Interview: Mit KI programmieren sich Maschinen selbst

W as wird sich durch KI in der Industrie ändern? Ein Gespräch aus Entwicklersicht mit Christin Schäfer, KI-Expertin, und Torsten Kröger, Professor für Robotik am KIT.

KI in der Industrie wo stehen wir da zurzeit?

Schäfer: Die verschiedenen Technologien des maschinellen Lernens sind unglaublich mächtig. Vor allem da, wo Sensordaten verarbeitet werden können, zum Beispiel Bilddateien. Einzelne Unternehmen haben in einigen Bereichen Leuchttürme gesetzt, andere sind noch gar nicht gestartet. Das größte Potenzial sehe ich darin, Produktionsprozesse und Verwaltung zu verschlanken sowie neue Services und Produkte zu entwickeln. Langsam kommen datengetriebene Algorithmen auch direkt bei der Herstellung zum Einsatz.

Kröger: Bei motorischen Fähigkeiten – ein Roboter agiert selbstständig lernend im realen Raum – stecken wir noch in den Kinderschuhen. Bei allem, was Perzeption betrifft, also die Erkennung von Zuständen und Mustern, hat es in den letzten Jahren einen gewaltigen Sprung gegeben.

 

Welche Potenziale sehen Sie? 

Kröger: Viele automatische Systeme in den Werken sind ehrlich gesagt schlecht programmiert. Mit überwachtem maschinellen Lernen sehe ich zum Beispiel in der Automobilindustrie ganz klar ein Potenzial, sämtliche Produktionsprozesse spürbar zu beschleunigen, also effizienter zu machen. Das gilt übrigens genauso für kleinere Betriebe. Ein großes Hemmnis bei der Anschaffung von Maschinen und Robotern war für kleinere Betriebe stets das Programmieren.
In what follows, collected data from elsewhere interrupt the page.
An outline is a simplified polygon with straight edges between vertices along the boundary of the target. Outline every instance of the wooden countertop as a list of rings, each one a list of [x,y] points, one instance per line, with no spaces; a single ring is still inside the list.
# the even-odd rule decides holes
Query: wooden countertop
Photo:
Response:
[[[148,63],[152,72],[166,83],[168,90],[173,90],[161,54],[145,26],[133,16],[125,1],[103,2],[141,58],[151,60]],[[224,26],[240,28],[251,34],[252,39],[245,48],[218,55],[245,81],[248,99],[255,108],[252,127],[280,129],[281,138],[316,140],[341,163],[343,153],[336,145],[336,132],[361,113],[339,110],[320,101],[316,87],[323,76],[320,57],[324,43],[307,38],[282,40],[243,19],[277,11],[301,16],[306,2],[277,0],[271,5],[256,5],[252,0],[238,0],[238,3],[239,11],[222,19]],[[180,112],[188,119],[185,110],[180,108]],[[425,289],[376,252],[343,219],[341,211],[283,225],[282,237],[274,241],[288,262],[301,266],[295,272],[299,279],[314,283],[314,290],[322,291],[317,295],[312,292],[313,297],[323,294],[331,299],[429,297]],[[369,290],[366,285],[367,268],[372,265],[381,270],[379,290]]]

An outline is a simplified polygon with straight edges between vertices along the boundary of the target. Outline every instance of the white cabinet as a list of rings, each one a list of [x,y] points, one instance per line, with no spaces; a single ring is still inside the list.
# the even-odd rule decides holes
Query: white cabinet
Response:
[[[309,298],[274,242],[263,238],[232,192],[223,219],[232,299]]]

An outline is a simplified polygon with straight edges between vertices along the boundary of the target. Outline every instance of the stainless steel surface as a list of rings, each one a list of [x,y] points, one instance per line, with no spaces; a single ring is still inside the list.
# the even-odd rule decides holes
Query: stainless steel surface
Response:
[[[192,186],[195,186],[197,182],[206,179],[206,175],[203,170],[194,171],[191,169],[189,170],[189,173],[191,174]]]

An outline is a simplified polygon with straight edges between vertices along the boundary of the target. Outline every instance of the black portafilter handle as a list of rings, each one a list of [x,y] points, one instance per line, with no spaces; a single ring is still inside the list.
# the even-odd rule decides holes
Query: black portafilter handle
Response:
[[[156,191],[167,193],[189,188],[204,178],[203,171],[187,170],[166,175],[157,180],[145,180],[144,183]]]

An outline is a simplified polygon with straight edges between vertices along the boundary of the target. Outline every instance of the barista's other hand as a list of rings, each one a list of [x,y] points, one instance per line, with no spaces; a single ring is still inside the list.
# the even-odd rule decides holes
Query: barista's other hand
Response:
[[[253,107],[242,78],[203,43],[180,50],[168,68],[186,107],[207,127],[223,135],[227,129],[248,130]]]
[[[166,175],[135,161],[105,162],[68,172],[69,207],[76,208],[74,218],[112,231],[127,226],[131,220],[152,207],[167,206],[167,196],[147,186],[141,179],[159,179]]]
Das wird aktuell immer einfacher, auch durch KI-Unterstützung. Gerade in der Kleinserienfertigung senken Sie Ihre Betriebskosten gewaltig, wenn das Umprogrammieren einfach und schnell oder sogar automatisch geht.

 

Welche Stolpersteine gibt es noch?

Schäfer: Ich rate immer dazu, sich die Fragestellung, die man beantworten möchte, genau anzusehen. Im Moment konzentrieren sich viele Unternehmen auf tiefe neuronale Netze und wollen sie unbedingt anwenden. Das Problem an der Sache: Diese Methoden sind immens datenhungrig. Sie brauchen oft Abermillionen Daten, damit ein neuronales Netz daraus lernen kann. Diese Menge steht oft nicht zur Verfügung. Da sehe ich jetzt schon viele ernüchtert aufwachen und neuronale Netze als Unsinn verdammen, was absolut falsch wäre. Es gibt nach wie vor klassische statistische Methoden, mit denen Sie mit vergleichsweise wenig Aufwand große Effizienzgewinne erzielen können. Also, neuronale Netze: ja, unbedingt. Aber nur dort, wo es wirklich Sinn ergibt. 

Kröger: Das Problem sind tatsächlich die verfügbaren Daten, deren Qualität und der Aufwand, der erforderlich ist, um sie nutzbar zu machen.

 

Wie kann man das Datenproblem lösen?

Kröger: Durch Simulation. Gerade in der Industrie kann man ja nicht herkommen und erst mal ein paar Millionen Fehlteile produzieren lassen, bevor der Algorithmus weiß, was er machen muss. Es gibt ganz viele Prozesse in der Industrie, die man leicht simulieren kann. So entstehen synthetische Daten, mit denen wir Algorithmen trainieren.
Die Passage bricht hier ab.